Father Antonio Rodriguez of the Spanish Apostolate of Buffalo likes to quote the woman who stood up at a Board of Education meeting during a heated discussion about bilingualism and declared, "My language is not a foreign language -- I'm American by birth."
Without any requirements for passports, work visas or immigration hearings, migrating from Puerto Rico to mainland America is as simple as buying a ticket and boarding a plane or boat.
But It doesn't stop there. "The other groups came here to make money, Father Rodriguez says. "We came because we are American citizens and free to come and go. There is a continual coming and going.
"This is because we have very close families. The old stay in Puerto Rico because of the long, cold winters here. A daughter and son work hard in Buffalo and send money to Puerto Rico to build a home. They all feel they own a home there; they all dream of going back."
In Buffalo Puerto Ricans work in factories, in businesses, in the schools and they are now entering the professions. There are many Puerto Rican secretaries and receptionists in City Hall, the priest notes.
From the Swan Street colony, they have spilled into the West Side, where the Puerto Rican-Chicano Committee runs many programs and where the Hispanic Festival is held each year.
"I see the community growing fast," Father Rodriguez says, "But discrimination is a reality, in jobs and housing, Why do you think so many live on the Lower West Side?
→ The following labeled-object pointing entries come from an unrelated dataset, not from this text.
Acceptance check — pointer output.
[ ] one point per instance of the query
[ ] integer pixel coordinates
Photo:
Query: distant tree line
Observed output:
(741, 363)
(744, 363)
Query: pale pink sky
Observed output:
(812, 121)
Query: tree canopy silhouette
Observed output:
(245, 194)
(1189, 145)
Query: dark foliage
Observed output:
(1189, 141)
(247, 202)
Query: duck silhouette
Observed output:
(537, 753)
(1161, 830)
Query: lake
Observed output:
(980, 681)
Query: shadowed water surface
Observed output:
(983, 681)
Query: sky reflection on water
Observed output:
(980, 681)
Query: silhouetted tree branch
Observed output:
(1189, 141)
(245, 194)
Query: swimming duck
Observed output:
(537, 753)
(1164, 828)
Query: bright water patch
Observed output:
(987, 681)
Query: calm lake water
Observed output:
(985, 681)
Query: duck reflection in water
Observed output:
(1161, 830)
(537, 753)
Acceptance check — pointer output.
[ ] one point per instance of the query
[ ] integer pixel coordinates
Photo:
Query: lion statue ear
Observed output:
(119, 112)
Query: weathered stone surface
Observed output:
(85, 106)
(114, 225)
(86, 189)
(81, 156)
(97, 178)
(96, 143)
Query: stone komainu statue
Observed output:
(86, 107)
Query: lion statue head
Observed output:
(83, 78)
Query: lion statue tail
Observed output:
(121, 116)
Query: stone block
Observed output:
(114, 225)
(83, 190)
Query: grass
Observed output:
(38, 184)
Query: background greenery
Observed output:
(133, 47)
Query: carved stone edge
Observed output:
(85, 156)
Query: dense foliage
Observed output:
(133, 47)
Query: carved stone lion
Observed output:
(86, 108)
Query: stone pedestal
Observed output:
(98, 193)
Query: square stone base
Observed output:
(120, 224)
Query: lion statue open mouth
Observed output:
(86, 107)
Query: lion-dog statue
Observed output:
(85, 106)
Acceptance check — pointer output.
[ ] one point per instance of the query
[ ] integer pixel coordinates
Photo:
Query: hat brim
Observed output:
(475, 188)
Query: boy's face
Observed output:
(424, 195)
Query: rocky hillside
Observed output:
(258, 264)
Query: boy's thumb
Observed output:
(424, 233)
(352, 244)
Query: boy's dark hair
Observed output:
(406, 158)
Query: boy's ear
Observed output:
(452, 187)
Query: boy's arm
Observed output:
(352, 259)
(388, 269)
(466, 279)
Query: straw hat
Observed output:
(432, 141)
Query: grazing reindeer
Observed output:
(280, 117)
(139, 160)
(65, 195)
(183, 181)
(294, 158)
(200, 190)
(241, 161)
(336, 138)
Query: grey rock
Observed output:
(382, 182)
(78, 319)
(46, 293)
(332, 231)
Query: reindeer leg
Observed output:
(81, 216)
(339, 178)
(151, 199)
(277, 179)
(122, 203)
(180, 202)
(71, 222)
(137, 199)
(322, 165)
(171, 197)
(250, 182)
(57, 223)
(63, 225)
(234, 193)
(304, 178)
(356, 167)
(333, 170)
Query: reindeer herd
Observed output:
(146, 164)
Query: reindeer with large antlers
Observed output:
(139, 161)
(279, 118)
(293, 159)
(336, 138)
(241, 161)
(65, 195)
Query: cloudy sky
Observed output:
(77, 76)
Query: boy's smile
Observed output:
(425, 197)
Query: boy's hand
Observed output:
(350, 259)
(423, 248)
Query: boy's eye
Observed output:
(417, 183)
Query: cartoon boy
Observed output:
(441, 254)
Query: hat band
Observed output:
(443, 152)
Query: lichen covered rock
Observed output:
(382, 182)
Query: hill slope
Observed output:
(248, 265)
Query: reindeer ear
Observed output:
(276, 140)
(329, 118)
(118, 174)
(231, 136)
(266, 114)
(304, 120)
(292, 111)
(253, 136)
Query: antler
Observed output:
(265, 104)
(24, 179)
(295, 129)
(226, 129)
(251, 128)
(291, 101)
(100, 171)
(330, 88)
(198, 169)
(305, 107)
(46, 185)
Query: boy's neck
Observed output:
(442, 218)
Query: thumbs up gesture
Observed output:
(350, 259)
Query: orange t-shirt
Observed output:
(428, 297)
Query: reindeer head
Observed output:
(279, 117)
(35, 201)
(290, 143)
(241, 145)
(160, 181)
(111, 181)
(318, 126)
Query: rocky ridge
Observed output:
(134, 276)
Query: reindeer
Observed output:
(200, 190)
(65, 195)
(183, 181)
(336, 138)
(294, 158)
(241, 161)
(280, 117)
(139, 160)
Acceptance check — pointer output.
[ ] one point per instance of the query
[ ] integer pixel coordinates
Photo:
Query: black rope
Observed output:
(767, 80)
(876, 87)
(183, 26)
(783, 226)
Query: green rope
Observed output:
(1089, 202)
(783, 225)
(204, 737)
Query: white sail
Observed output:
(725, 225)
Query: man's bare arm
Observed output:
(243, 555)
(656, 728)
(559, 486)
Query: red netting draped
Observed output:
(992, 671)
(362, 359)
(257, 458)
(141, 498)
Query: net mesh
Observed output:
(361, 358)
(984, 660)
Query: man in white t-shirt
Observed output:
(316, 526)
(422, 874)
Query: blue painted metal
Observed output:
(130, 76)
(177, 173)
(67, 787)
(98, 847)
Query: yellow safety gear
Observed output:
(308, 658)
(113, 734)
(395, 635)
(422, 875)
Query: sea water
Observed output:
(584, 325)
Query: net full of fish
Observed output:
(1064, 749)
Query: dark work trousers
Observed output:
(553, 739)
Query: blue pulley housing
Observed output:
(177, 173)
Because the houses are deteriorating.
"But they are still dreaming. Hundreds of Puerto Ricans own their own houses. That's the hope of every Puerto Rican family. Some have bought homes in Cheektowaga, Tonawanda, Lackawanna, West Seneca. This is a sign we are progressing"
Hispanic/Latino Heritage in Buffalo & Erie County
The Hispanic/Latino population of the Buffalo metropolitan area according to the 1990 census was approximately 16,000 people (about 4.9% of the total population). This population is concentrated in the Lower West Side, South Buffalo and Lackawanna. The Lower West Side is regarded as the center of the Hispanic/Latino Community. This is the area roughly delineated by Porter Avenue (north), Elmwood Avenue (east), Virginia Street (south) and the Niagara River (west).
Initial large migrations of Mexicans, Puerto Ricans and other people of Spanish-speaking origin to Western New York were supported by a fairly reliable job market both in the rural areas (canneries, granaries, farms) and in the urban industrialized centers (in the steel mills, railroads, ships and factories).
The first migration of Hispanics/Latinos into the Buffalo area were Spaniards. They concentrated in Lackawanna and formed the Spanish-American Club in 1924. They also formed Las Amigas Leales and Los Buenos Vecinos.
A significant Mexican community has existed in the local area since the 1900s. As the population grew and organized itself, the community established a permanent club known as the Centro Social Club Mexicano in Lackawanna in 1947. However, many left the area for Chicago as the local job market declined after the closing of the mills.
Cubans started coming to Buffalo in the 1960s. Dominican and Central American immigrants are more recent populations settling in the area.
The Puerto Rican community is the largest group of Hispanic/Latino origin in the area. The growth of this community in Western New York has been steady since the 1930s.
Many individuals and established societies (such as the Borinquen Club and Unión Puertorriqueña de Ayuda Mutua) contributed their time, knowledge, and resources to help the newly arrived get acquainted with the American lifestyle and to assist in finding affordable housing and other basic needs.
Early on, the general structure of the community was strongly informal. The many leaders realized that the organizations needed to be formalized and legalized so they would be recognized by mainstream society and be able to participate in the general social and political process. This has become a goal of the community.